Purpose - The failure of the Efficient Market Hypothesis has a direct bearing on the Geometric Brownian Motion model of asset returns. The current paper investigates the effect that the autocorrelation in the time series of returns has on the calculation of Expected Shortfall for an asset-liability investor.

Design/methodology/approach - To uncover the appropriate autocorrelation structure an autoregressive model is estimated. The model selection is guided by the Akaike and the Schwarz Information Criterion. The AR model is estimated using a rolling window and a series of tests are used to check the stability of the autocorrelation parameters. Autocorrelation-adjusted formulas for volatility and cross-asset correlations are then employed to compute the risk bearing capital.

Findings - The presence of autocorrelation changes the values of most of the correlation parameters used in the calculation of the Expected Shortfall (ES) of the Risk Bearing Capital - in some cases the cross-asset correlation parameters double. Once the presence of smoothing is accounted for, the ES increases by 1% in relative value.

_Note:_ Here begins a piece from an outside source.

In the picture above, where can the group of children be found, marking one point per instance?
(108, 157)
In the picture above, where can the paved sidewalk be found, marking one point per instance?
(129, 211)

Research limitations/implications - The present study focuses on the effect of smoothing in the time series of transaction-based property returns. Other asset classes may also feature smoothed time series requiring thus a further analysis of their autocorrelation structure and the way these interact with the real estate asset class. Furthermore, an analysis of the time stability of the cross-asset correlations may further improve the estimation of the optimal risk bearing capital.

Practical implications - The paper provides a routine to check if the assumption of independent and identically distributed asset returns is fulfilled. The failure of this assumption leads to the failure of the Geometric Brownian Motion model and in sequence to a miscalculation of the optimal risk capital of an asset-liability investor. If the former occurs the paper indicates a procedure one may adopt to account for this failure in the calculation of the volatility and cross-asset correlations needed to compute the optimal risk capital.

Originality/value - The proposed method focuses on the proper calculation of the risk bearing capital through the judicious estimation of the cross-asset correlation parameters and the asset volatility for an investor who, while not having access to the underlying data pool from which the property index is computed, cannot adjust the index for the potential presence of temporal aggregation and market illiquidity.